The SCVBJ asked local experts to share business forecasts for the coming year

Posted: December 21, 2013 2:00 a.m.
Updated: December 21, 2013 2:00 a.m.

Dennis Junker, President

Aero Engineering & Manufacturing

Diversified in many phases of parts manufacturing for the aircraft and aerospace industries, from simple components to complex assemblies.


1. What kind of growth do you foresee in 2014 for your industry?

I’d say there will be about 10 percent growth next year. The manufacturing industry is strong here. Companies in our area are all expanding. Aviation is very strong with Boeing and Airbus building a lot of airplanes that need parts. There are still some good programs on the military side, but it’s not growing at same rate as it had. A lot of commercial airplanes are selling.

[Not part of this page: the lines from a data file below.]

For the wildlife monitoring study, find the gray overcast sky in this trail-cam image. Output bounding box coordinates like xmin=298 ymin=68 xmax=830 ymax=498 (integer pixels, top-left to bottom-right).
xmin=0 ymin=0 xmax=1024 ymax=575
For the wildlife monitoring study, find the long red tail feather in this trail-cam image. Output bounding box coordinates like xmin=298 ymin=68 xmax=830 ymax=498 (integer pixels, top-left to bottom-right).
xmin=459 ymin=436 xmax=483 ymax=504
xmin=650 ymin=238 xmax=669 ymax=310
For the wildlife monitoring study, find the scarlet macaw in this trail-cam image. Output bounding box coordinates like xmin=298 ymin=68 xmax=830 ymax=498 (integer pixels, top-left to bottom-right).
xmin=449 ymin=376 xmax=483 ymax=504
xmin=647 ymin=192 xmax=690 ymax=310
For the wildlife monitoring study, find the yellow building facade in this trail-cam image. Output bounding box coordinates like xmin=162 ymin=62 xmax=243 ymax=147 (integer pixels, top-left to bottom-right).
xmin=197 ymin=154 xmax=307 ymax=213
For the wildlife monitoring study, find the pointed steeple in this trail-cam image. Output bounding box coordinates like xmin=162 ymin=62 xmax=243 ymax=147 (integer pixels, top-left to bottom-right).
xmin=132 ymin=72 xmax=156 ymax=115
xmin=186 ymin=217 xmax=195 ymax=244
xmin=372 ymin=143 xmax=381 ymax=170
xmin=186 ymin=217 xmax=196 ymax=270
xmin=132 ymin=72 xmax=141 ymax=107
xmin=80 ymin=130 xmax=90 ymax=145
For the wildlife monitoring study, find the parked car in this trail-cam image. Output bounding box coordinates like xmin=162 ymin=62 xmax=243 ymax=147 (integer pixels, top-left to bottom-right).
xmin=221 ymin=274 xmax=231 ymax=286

2. What opportunities are ahead?

Demand seems to be growing on the commercial side so there are good opportunities for sustained growth in manufacturing.

3. What challenges is your industry facing?

Finding trained, educated personnel. Hiring skilled employees is more of a challenge than securing capital or facilities.

Regulatory issues are definitely an issue. It’s not easy to do business in California when you’re manufacturing.

4. What kind of support does your industry need?

It would help if California has less regulation. The state’s rules are stricter than the federal regulations.

There is also too much overlap in California – too many agencies who collect fees and issue licenses for the same thing. We had a painting operation in the San Fernando Valley once and seven different agencies oversaw it – like the county, city, state, federal, AQMD, and more.

5. What plans does your company have for 2014?

We have plans to continue growing and think we’ll be within a 10 percent growth area. We had really good growth in 2013. In fact, we’ve been hiring every year for years – even during 2008 when the economy was bad. We have a lot of business overseas – New Zealand, Japan, Canada, all over Europe. Half of our business is from countries that fly U.S. built aircraft. A lot of work is for ongoing aircraft production ; and a lot of the business will be “sustainment work” – manufacturing parts specifically for older aircraft that is still flying but needs parts to be replaced.